Description:

Einstein Albert

Albert Einstein and the Atom Bomb, ”the latest triumph of technical thinking, and this most recent manifestation has the advantage over the previous one, the atomic bomb”

 

1p ALS in German inscribed and signed by celebrated theoretical physicist Albert Einstein (1879-1955) as "A. Einstein" at center top. Including a note inscribed and signed by Einstein's stepdaughter Margot Einstein (1899-1986) at bottom. Written in Princeton, New Jersey on January 23, 1947. On watermarked cream stationery embossed "A. Einstein, 112, Mercer Street, Princeton, New Jersey, U.S.A." at top. In near fine condition, with expected light paper folds and two isolated foxed spots. Measures 8.5" x 11".

 

Albert Einstein wrote Ruth Daman this witty thank you note, mentioning both the atomic bomb and his close friend and fellow physicist Gustav Peter Bucky (1880-1963).

 

To the puckish Einstein, Ruth's gift--probably something healthy to eat--"represents in fact the latest triumph of technical thinking, and this most recent manifestation has the advantage over the previous one, the atomic bomb, [of a certain harmlessness. On a personal level, it holds my mission up in front of me, to keep myself conscientiously to the feeding bowl, so as not to kick the bucket ahead of time. This also corresponds with the diagnosis of the Doctors Bucky, senior and junior, which has been confirmed from experience through my recently eroded belly and the corresponding increase in vitality…"

 

The fact that Einstein jokes about nuclear weapons is a little surprising, considering that the committed pacifist rejected nuclear arms technology. Yet, so great were the fears of Einstein and other German expatriates about German atomic bomb research that they petitioned Franklin D. Roosevelt in 1939 to develop an equivalent American program.
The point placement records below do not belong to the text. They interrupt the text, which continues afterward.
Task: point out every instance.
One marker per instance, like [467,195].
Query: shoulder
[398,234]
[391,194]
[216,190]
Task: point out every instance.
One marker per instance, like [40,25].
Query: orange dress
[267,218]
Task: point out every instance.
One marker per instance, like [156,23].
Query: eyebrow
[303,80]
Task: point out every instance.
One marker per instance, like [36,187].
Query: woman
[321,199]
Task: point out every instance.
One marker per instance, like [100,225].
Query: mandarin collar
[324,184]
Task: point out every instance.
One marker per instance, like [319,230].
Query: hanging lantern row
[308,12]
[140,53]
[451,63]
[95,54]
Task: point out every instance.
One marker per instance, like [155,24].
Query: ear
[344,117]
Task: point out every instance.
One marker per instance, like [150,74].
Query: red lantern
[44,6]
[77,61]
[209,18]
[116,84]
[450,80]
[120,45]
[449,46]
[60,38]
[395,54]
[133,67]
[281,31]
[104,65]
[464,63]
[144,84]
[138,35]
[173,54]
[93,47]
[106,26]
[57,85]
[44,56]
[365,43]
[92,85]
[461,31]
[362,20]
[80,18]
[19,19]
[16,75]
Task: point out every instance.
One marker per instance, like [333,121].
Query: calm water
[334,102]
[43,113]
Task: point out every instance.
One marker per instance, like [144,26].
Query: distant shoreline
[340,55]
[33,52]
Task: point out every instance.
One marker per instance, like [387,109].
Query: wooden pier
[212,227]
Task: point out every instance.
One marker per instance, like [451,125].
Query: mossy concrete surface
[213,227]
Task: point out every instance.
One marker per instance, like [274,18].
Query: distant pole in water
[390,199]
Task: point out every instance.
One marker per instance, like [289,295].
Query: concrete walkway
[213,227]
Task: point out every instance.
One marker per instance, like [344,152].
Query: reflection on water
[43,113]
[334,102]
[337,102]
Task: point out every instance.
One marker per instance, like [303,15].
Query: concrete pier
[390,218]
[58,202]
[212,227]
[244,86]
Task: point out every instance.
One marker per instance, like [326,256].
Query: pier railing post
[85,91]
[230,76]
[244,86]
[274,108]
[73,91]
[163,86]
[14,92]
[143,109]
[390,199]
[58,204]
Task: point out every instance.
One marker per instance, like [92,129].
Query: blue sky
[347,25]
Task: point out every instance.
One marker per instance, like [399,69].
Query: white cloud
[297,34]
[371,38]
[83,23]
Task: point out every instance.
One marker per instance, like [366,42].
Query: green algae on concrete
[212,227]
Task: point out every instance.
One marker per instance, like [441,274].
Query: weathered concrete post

Historians believe that the expert opinion of the world's most famous physicist did much to galvanize the development of the Manhattan Project.

 

Gustav Peter Bucky had met Einstein during the treatment of Elsa Einstein. A fellow German émigré and physicist, the two shared a camera equipment patent. From the tone of this letter, we can also assume Bucky provided unsolicited medical advice to his close friend "so that he would not kick the bucket ahead of time." Bucky was by Einstein's bedside when he died.

 

Like Bucky, Einstein emigrated to the United States in 1933; he became a U.S. citizen in 1940. Einstein became a resident scholar at the Institute for Advanced Study at Princeton University, where he continued his research until his death. Einstein lived in a 2-story farmhouse on Mercer Street between 1935-1955. Einstein's second wife and cousin Elsa Hoffman died there in 1936, and his stepdaughter Margot Einstein lived there until her death in 1986.

 

Margot Einstein, a sculptor, married one of her stepfather's assistants but later divorced him and returned to the Mercer Street House. Margot bequeathed approximately 1,400 of Einstein's letters to Jerusalem's Hebrew University for publication 20 years after her death.